Most Recent Measurements of Fukushima Derived Isotopes in the Northeast Pacific Ocean

By Jay T. Cullen

Satellite measurements of ocean temperature (illustrated by color) from July 28th to August 4th and the direction of currents (white arrows) help show where radionuclides from Fukushima are transported. Large scale currents transport water westward across the Pacific. Upwelling along the west coast of North America in the summertime brings cold deep water to the surface and transports water offshore. Circles indicate the locations where water samples were collected. White circles indicate that no cesium-134 was detected. Blue circles indicate locations were low levels of cesium-134 were detected. No cesium-134 has yet been detected along the coast, but low levels have been detected offshore. (Woods Hole Oceanographic Institution)
Satellite measurements of ocean temperature (illustrated by color) from July 28th to August 4th and the direction of currents (white arrows) help show where radionuclides from Fukushima are transported. Large scale currents transport water westward across the Pacific. Upwelling along the west coast of North America in the summertime brings cold deep water to the surface and transports water offshore. Circles indicate the locations where water samples were collected. White circles indicate that no cesium-134 was detected. Blue circles indicate locations were low levels of cesium-134 were detected. No cesium-134 has yet been detected along the coast, but low levels have been detected offshore. (Woods Hole Oceanographic Institution)

The purpose of this post is to report on new results coming out the crowd-funded Our Radioactive Ocean program headed up by Dr. Ken Buesseler of Woods Hole Oceanographic Institution. This post is part of an ongoing series dedicated to scientific inquiry into the impact of the triple meltdowns at Fukushima on the health of the North Pacific Ocean and residents of the west coast of North America. Measurements of the cesium radioisotopes 134-Cs (half life ~ 2 years) and 137-Cs (half life ~30 years) were made on samples collected on a transect between Monterey Bay CA and Dutch Harbor AK this summer. Because of its relatively short half life 14-Cs serves as an unequivocal tracer of Fukushima contamination in the environment. Fukushima derived 134-Cs was detected at offshore stations with a maximum activity of ~ 2 Bq/m^3 and total 137-Cs activities of ~7 Bq/m^3 of seawater. Measurements have yet to detect 134-Cs in nearshore waters sampled up and down the North American west coast. These activities of Cs are orders of magnitude below levels thought to pose a measurable risk to human health or marine life, according to international health agencies.

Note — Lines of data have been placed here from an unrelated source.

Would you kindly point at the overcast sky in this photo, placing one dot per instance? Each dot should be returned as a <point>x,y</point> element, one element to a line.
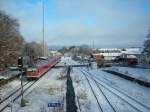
<point>109,23</point>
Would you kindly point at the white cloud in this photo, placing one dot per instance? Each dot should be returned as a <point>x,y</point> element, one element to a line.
<point>117,23</point>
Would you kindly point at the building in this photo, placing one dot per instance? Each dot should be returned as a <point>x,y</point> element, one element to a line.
<point>111,53</point>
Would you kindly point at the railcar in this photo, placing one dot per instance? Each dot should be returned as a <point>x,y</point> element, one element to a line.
<point>42,67</point>
<point>129,60</point>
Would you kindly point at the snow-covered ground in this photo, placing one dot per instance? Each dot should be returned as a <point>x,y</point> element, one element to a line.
<point>140,93</point>
<point>139,73</point>
<point>52,89</point>
<point>7,88</point>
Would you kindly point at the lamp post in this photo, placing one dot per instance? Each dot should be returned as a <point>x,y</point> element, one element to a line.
<point>20,66</point>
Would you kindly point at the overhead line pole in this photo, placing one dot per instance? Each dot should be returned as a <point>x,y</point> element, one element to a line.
<point>43,29</point>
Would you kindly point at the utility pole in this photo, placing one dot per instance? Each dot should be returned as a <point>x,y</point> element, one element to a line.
<point>43,29</point>
<point>20,66</point>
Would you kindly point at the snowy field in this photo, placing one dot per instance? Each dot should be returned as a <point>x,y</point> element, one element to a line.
<point>140,93</point>
<point>95,92</point>
<point>139,73</point>
<point>9,87</point>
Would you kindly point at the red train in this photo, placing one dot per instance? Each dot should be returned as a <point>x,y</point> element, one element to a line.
<point>42,67</point>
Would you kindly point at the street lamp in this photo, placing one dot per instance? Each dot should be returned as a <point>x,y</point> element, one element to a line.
<point>20,66</point>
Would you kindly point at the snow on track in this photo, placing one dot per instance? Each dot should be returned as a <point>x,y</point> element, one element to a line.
<point>128,100</point>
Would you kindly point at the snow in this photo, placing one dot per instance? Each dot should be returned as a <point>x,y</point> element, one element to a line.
<point>8,88</point>
<point>140,93</point>
<point>52,89</point>
<point>139,73</point>
<point>49,90</point>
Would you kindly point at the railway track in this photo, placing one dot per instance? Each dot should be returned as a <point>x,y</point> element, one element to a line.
<point>105,89</point>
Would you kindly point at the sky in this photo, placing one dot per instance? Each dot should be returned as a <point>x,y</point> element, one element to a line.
<point>104,23</point>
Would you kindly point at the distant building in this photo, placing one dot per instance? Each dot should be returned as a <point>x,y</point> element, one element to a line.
<point>111,53</point>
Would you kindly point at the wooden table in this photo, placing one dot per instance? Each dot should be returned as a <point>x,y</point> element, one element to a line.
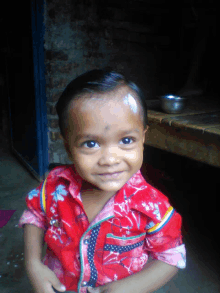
<point>195,133</point>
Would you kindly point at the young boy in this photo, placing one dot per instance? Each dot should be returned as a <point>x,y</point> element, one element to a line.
<point>100,219</point>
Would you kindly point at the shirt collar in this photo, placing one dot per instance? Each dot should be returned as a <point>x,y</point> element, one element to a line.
<point>135,194</point>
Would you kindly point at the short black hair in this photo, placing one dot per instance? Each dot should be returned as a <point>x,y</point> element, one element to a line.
<point>95,81</point>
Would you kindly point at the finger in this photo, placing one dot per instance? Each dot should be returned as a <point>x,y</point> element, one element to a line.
<point>93,290</point>
<point>59,288</point>
<point>56,291</point>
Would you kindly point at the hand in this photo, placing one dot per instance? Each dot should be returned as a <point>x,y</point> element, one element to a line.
<point>113,287</point>
<point>43,279</point>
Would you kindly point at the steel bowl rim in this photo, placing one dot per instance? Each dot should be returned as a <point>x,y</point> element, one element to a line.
<point>172,97</point>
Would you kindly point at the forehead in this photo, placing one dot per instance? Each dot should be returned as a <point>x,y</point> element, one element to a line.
<point>118,109</point>
<point>123,94</point>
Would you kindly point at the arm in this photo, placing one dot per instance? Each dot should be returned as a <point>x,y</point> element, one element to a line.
<point>154,275</point>
<point>41,277</point>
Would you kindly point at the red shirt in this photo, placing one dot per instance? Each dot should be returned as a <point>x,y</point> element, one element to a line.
<point>137,221</point>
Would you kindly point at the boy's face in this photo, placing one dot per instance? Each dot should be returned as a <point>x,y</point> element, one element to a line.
<point>105,138</point>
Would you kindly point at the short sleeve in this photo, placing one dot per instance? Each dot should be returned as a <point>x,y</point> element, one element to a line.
<point>34,213</point>
<point>164,237</point>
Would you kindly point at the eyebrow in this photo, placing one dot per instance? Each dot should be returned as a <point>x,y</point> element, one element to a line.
<point>96,137</point>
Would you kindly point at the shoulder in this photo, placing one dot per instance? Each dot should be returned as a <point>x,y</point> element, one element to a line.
<point>149,200</point>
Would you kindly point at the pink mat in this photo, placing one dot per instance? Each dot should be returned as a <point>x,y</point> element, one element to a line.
<point>5,216</point>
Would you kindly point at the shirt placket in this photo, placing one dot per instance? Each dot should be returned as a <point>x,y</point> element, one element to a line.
<point>89,273</point>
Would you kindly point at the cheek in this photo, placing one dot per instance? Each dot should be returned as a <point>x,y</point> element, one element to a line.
<point>135,156</point>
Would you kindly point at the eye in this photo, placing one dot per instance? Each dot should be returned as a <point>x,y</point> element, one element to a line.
<point>91,144</point>
<point>127,140</point>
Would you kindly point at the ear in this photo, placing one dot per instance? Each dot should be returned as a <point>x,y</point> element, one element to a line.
<point>145,133</point>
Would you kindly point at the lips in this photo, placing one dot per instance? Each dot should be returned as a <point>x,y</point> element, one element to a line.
<point>113,175</point>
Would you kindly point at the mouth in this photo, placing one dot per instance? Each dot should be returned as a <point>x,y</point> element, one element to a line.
<point>114,175</point>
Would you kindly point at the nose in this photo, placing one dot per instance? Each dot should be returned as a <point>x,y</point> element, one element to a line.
<point>110,156</point>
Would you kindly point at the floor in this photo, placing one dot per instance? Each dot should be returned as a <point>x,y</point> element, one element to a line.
<point>192,190</point>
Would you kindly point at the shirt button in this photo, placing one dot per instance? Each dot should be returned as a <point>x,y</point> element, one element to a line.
<point>86,241</point>
<point>84,283</point>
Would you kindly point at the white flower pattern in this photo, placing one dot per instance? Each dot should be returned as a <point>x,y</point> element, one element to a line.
<point>59,193</point>
<point>33,193</point>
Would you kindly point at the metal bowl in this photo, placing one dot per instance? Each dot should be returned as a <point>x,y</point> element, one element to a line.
<point>173,104</point>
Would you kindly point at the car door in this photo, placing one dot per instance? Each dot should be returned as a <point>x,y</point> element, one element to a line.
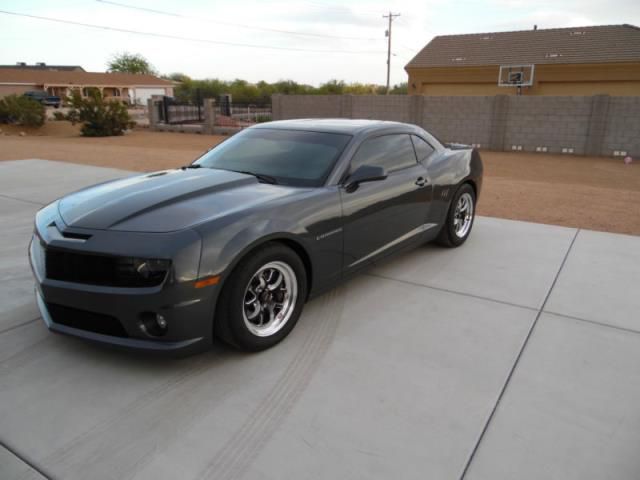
<point>382,215</point>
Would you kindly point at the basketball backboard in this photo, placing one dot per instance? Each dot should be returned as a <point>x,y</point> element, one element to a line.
<point>516,75</point>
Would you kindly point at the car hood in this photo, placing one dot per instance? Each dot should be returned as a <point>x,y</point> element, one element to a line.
<point>167,201</point>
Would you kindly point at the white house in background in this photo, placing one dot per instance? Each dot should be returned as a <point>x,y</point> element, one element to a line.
<point>125,87</point>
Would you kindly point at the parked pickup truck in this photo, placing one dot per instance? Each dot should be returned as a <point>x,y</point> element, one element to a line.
<point>44,98</point>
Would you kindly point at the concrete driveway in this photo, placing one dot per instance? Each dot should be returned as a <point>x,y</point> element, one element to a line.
<point>515,356</point>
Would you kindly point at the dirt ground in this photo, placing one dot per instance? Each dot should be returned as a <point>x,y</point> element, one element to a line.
<point>587,192</point>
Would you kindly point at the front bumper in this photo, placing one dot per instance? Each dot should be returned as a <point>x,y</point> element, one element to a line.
<point>184,346</point>
<point>113,315</point>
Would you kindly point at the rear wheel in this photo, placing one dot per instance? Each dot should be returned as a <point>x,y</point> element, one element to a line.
<point>262,299</point>
<point>460,218</point>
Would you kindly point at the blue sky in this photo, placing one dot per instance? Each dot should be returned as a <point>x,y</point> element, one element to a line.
<point>361,59</point>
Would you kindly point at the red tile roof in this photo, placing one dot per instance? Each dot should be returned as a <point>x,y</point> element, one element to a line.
<point>49,77</point>
<point>601,44</point>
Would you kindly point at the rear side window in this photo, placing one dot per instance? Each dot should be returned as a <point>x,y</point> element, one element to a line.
<point>393,152</point>
<point>423,149</point>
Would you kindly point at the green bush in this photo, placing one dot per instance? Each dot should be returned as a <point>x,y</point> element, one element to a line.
<point>22,111</point>
<point>99,117</point>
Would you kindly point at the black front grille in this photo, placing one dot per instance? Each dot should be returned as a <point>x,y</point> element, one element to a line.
<point>85,320</point>
<point>97,269</point>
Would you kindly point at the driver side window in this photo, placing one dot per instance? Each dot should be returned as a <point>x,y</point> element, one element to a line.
<point>393,152</point>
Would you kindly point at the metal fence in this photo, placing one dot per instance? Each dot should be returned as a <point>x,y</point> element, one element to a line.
<point>173,112</point>
<point>244,112</point>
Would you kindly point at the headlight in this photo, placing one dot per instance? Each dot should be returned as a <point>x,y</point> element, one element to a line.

For a primer on radioactivity in the ocean and the units used to discuss radioactive elements in the environment please visit this post.

A press release from WHOI regarding these new results can be found here and details about sampling locations and activities of Cs detected are available here.

At a great majority of sites sampled along the coast and offshore the activity of 134-Cs is below detection limit (~legacy contamination resulting from atmospheric weapons testing in the 20th century. Similar to previous work by Dr. John Smith of the Department of Fisheries and Oceans Canada the presence of the contaminated plume of seawater owing to releases from Fukushima can be detected in offshore stations (150 – 1500 km) with levels of 134-Cs approaching 2 Bq/m^3 and total 137-Cs (bomb + Fukushima) of about ~7 Bq/m^3. These levels of 137-Cs are similar to levels in the North Pacific Ocean that were present in 1990 owing to the combined effects of Chernobyl and weapons testing fallout as shown in the figure below.

Activity of 137-Cs in the North Pacific after Povinec and others (2013) http://www.biogeosciences.net/10/5481/2013/bg-10-5481-2013.html with arrows indicating the impact of Chernobyl, 2008 137-Cs activity in the Irish Sea and 2014 levels offshore of western North America post Fukushima for comparison.
Activities of these isotopes were about 10 million fold higher in coastal waters near the Fukushima Dai-ichi nuclear power plant off Japan in the weeks following the beginning of the disaster in March and April 2011 when rates of release and seawater concentrations were at their peak. Current releases from the plant support seawater activities on the order of 10’s-100’s of Bq/m^3 within 2 km of the plant site. The highest activities associated with the most contaminated seawater from Fukushima are predicted to travel across the North Pacific with prevailing currents and arrive in North American waters between this year and next. These offshore activities of Fukushima derived 137-Cs of ~ 5 Bq/m^3 exceed predicted activities of ~3 Bq/m^3 suggesting that offshore activities are likely reaching near peak values. The measurements being made by the international scientific community will undoubtedly help to improve our understanding of mixing and transport in the oceans.

The activities of radiocesium being detected offshore are well below levels thought to represent significant radiological health risks to marine organisms or residents of the west coast of North America. To this point no 134-Cs from the contaminated plume approaching the coast has been detected in nearshore waters. Ongoing monitoring by programs like Our Radioactive Ocean and its partner program InFORM which are making measurements of contamination in seawater and marine organisms will be key to understanding impacts of the Fukushima on our environment.